The risks of distracted driving were greatest for newly licensed teen drivers, who were substantially more likely than adults to be involved in a crash or near miss while texting or engaging in tasks secondary to driving, according to the researchers from the National Institutes of Health and Virginia Tech Transportation Institute in the US.
"Anything that takes a driver's eyes off the road can be dangerous," said study co-author Bruce Simons-Morton, of the Eunice Kennedy Shriver National Institute of Child Health and Human Development, the NIH institute where the study was conducted.
"But our study shows these distracting practices are especially risky for novice drivers, who haven't developed sound safety judgement behind the wheel," Simons-Morton said.
The study analysed video from cameras installed in the cars of about 150 drivers in the Washington, DC, area and in southwestern Virginia.
About one-quarter of the drivers were novices, having had their license for no more than three weeks.

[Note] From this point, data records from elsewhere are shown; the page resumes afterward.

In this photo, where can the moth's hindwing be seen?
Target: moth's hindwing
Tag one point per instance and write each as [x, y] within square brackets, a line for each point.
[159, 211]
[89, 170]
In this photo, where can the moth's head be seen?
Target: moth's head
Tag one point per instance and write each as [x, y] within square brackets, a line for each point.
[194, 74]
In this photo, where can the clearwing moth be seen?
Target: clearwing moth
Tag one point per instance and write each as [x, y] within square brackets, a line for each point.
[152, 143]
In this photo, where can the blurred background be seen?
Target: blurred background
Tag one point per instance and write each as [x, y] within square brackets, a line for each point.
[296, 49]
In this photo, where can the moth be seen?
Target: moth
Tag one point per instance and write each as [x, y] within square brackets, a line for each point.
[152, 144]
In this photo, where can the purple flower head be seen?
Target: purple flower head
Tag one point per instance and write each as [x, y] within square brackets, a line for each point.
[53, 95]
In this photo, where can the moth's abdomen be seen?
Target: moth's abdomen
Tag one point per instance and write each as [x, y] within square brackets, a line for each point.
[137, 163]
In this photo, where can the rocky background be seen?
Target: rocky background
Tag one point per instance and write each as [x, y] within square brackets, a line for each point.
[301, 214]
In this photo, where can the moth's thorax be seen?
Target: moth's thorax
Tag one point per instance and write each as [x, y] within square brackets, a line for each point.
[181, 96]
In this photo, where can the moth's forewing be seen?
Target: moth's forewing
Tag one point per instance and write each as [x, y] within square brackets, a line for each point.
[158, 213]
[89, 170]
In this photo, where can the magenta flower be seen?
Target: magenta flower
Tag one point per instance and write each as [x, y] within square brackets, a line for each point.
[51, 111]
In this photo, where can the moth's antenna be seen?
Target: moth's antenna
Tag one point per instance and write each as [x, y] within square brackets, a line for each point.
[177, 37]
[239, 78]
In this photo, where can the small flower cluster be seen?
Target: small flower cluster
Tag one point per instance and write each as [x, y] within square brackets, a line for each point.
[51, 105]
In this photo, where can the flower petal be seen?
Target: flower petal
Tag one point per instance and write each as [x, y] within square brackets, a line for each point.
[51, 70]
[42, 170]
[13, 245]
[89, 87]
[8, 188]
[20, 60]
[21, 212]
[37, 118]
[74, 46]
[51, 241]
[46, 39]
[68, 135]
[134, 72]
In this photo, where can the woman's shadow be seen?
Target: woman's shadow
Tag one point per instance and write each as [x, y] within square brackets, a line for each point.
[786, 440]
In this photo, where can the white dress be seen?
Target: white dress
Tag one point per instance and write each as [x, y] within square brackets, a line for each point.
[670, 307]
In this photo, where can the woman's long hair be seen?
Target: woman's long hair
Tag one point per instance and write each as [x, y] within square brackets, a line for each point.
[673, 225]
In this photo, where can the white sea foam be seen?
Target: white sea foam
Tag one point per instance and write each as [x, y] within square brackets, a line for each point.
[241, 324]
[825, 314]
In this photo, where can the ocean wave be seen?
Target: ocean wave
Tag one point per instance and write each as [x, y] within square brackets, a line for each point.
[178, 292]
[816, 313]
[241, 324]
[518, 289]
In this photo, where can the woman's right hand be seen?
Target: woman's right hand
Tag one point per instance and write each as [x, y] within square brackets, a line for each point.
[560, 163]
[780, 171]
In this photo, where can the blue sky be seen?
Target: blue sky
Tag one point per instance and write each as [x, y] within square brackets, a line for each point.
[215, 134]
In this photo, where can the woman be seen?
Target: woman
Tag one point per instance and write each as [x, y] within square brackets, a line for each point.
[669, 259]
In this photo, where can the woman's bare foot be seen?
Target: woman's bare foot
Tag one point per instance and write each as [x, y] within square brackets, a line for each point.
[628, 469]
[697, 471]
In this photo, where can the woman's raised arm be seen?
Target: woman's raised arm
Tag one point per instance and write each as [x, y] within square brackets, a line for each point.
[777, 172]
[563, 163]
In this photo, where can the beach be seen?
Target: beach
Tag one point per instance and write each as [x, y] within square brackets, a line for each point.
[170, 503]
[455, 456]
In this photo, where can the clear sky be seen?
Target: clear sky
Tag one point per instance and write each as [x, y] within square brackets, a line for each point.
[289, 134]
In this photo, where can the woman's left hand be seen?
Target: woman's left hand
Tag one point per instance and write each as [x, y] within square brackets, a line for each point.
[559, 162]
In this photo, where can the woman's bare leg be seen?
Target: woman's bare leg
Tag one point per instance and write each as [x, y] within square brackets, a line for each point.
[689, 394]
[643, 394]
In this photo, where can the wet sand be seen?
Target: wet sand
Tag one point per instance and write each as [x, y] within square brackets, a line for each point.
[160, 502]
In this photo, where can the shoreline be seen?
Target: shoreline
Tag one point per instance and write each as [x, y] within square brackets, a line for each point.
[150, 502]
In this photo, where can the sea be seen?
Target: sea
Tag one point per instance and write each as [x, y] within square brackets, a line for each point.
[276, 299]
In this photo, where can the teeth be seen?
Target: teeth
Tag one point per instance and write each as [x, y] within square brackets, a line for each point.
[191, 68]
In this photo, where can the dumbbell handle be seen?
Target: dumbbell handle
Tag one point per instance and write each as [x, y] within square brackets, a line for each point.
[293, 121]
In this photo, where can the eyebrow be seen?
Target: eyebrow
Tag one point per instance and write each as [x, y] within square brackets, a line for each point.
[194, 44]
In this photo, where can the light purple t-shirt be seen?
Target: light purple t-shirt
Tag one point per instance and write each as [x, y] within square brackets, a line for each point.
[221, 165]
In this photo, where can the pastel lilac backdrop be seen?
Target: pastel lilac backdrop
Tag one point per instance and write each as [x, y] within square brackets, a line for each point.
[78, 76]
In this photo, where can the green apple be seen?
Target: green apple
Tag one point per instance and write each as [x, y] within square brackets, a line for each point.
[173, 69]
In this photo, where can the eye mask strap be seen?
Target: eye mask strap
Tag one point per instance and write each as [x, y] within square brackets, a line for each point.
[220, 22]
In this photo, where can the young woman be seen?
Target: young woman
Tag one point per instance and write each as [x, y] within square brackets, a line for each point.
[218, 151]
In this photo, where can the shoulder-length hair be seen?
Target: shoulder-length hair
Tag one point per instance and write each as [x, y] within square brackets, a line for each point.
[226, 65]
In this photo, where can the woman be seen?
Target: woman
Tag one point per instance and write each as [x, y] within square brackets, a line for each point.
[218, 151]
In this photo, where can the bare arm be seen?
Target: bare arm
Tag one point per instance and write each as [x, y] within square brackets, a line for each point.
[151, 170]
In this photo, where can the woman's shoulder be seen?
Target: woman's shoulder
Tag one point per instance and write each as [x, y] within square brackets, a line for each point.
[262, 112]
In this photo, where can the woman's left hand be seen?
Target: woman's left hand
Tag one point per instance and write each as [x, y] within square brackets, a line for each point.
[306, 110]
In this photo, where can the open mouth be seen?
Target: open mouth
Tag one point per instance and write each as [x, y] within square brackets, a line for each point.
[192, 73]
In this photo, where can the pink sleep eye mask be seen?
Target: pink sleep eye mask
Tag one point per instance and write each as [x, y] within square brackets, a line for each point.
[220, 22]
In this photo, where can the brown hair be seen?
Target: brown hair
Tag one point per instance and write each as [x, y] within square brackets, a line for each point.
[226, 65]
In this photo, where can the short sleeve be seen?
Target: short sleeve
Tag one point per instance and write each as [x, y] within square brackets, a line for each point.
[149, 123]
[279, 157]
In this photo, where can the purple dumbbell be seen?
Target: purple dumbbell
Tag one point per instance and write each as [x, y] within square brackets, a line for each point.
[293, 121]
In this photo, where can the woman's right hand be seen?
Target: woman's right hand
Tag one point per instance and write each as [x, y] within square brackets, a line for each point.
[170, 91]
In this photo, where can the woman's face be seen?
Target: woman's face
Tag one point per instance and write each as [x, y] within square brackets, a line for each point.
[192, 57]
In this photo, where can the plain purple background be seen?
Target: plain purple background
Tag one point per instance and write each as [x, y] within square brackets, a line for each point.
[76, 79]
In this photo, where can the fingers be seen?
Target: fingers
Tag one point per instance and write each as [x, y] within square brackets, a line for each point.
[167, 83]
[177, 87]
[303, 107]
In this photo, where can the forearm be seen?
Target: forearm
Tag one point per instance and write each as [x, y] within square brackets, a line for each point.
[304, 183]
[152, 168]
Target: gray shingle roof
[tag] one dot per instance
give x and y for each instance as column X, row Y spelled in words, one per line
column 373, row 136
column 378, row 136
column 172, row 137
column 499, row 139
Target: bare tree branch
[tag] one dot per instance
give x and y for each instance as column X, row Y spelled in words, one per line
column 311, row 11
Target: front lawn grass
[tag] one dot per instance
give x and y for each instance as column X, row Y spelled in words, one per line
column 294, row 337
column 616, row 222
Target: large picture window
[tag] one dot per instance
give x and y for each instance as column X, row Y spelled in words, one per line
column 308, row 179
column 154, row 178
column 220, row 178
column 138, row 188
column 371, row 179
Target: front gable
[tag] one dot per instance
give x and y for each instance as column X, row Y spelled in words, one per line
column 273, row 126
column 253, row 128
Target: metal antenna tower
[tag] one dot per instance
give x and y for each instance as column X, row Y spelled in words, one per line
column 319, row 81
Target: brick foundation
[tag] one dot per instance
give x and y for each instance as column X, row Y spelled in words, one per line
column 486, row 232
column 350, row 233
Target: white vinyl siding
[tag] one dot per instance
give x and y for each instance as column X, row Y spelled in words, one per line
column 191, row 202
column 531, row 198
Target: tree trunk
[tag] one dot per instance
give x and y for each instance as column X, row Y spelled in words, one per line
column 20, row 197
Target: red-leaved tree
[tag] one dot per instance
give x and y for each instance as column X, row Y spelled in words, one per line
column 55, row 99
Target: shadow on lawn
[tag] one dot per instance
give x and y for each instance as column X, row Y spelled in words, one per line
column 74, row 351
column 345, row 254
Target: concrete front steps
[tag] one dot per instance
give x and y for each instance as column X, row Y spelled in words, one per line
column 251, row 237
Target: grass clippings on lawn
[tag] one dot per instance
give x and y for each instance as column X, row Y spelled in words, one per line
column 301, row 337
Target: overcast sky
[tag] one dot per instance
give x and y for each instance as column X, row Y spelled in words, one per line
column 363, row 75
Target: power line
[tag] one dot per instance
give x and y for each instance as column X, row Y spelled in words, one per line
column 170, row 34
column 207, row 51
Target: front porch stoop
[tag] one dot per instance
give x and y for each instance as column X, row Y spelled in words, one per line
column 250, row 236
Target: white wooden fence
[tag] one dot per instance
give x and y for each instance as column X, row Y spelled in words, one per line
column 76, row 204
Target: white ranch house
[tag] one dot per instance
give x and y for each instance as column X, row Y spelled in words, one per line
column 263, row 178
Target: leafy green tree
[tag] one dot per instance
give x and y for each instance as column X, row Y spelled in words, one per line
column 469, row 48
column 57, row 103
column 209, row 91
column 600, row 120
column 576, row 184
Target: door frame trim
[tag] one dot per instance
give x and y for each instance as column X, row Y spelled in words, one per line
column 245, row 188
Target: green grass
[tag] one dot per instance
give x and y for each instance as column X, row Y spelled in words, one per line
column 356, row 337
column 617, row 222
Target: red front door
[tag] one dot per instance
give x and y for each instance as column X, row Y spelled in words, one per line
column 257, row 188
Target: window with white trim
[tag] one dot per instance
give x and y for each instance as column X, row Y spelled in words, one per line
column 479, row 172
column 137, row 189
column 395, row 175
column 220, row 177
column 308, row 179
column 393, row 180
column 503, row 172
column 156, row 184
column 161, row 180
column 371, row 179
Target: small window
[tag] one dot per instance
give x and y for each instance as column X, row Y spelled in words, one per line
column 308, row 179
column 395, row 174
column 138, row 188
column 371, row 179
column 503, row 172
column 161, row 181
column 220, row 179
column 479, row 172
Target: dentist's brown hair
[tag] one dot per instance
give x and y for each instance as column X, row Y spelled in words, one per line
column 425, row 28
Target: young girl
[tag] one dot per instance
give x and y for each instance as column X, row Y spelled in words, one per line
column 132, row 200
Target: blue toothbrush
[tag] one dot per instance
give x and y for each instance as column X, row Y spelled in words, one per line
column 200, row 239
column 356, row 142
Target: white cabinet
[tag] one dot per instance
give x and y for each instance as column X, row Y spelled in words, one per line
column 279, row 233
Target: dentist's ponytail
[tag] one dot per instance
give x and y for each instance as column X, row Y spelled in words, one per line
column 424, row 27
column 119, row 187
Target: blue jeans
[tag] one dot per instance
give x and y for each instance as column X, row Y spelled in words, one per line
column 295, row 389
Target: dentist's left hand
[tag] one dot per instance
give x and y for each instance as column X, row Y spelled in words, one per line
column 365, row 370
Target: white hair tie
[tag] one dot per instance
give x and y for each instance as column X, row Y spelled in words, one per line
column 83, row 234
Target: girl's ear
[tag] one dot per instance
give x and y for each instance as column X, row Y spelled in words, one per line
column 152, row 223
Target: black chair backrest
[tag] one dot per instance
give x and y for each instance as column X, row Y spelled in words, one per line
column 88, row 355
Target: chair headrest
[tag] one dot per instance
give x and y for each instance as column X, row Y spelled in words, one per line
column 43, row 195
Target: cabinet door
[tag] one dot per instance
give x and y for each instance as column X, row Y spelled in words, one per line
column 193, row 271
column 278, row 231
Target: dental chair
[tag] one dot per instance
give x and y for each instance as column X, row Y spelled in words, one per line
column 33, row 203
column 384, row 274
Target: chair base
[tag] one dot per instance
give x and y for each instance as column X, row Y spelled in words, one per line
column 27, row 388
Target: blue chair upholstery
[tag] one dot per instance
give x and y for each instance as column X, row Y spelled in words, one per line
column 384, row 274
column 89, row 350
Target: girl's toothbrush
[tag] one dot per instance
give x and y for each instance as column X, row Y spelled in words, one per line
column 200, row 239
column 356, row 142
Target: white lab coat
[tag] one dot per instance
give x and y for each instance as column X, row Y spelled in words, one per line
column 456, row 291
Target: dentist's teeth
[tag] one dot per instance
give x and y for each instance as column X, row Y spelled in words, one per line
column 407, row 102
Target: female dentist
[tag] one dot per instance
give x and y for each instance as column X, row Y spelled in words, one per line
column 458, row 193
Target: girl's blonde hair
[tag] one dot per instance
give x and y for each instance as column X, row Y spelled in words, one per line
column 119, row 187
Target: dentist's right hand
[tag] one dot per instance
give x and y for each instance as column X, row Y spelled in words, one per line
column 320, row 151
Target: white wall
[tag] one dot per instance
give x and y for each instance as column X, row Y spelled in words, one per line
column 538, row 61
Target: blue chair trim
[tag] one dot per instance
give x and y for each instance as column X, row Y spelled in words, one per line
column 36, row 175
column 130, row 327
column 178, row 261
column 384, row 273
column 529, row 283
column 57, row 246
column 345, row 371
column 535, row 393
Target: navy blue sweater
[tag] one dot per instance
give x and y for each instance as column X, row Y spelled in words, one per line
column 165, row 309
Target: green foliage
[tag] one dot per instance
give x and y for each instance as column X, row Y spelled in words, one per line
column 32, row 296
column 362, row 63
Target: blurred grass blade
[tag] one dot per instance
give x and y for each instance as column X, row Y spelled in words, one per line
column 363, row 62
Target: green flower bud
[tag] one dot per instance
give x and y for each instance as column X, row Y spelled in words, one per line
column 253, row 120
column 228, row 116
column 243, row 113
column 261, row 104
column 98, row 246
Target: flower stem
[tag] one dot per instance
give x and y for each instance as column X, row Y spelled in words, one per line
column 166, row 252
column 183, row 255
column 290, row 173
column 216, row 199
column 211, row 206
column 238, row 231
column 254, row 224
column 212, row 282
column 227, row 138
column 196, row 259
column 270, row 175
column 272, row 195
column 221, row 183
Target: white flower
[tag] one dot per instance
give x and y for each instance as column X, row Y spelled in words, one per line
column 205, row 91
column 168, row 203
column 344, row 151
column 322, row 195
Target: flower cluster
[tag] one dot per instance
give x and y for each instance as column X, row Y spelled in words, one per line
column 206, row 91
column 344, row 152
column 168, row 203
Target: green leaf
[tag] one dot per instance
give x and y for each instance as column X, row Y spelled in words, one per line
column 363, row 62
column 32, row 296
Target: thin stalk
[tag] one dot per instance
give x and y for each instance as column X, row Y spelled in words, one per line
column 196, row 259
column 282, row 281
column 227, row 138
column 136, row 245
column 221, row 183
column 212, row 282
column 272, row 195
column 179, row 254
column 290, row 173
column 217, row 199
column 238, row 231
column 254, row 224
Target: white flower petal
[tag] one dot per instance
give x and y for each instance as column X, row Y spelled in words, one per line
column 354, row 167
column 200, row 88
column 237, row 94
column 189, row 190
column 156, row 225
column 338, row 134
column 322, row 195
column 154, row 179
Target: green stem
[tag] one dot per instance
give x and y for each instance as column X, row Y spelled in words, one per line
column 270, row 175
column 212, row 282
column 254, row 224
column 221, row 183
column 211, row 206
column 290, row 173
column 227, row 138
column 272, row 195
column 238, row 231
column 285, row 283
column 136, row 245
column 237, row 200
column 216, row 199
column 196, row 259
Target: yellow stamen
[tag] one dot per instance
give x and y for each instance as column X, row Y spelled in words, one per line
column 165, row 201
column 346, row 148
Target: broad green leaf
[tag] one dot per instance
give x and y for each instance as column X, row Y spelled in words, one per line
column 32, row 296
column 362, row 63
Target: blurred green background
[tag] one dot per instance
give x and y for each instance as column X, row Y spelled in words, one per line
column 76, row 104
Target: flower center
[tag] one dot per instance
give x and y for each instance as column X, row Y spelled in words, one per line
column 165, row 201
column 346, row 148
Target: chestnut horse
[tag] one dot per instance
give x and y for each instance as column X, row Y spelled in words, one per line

The remaining drivers had, on average, 20 years of experience and ranged in age from 18 to 72.
Experienced adults were more than twice as likely to crash or have a near miss when dialling a cell phone as when they did not dial and drive, but did not have an increased risk while engaging in other tasks secondary to driving.
However, the researchers found that distracted driving substantially increased the risks for new drivers.
Compared to when they were not involved in secondary tasks, novice teen drivers were eight times more likely to crash or have a near miss when dialling, seven to eight times more likely when reaching for a phone or other object, almost four times more likely when texting, and three times more likely when eating.
Talking on a cell phone did not increase risk among the adult or teenage drivers.
However, because talking on a cell phone is preceded by reaching for the phone and answering or dialling - which increase risk greatly - the study authors concluded that their results provide support for licensing programmes that restrict electronic device use, particularly among novice drivers.
The study was published in the New England Journal of Medicine.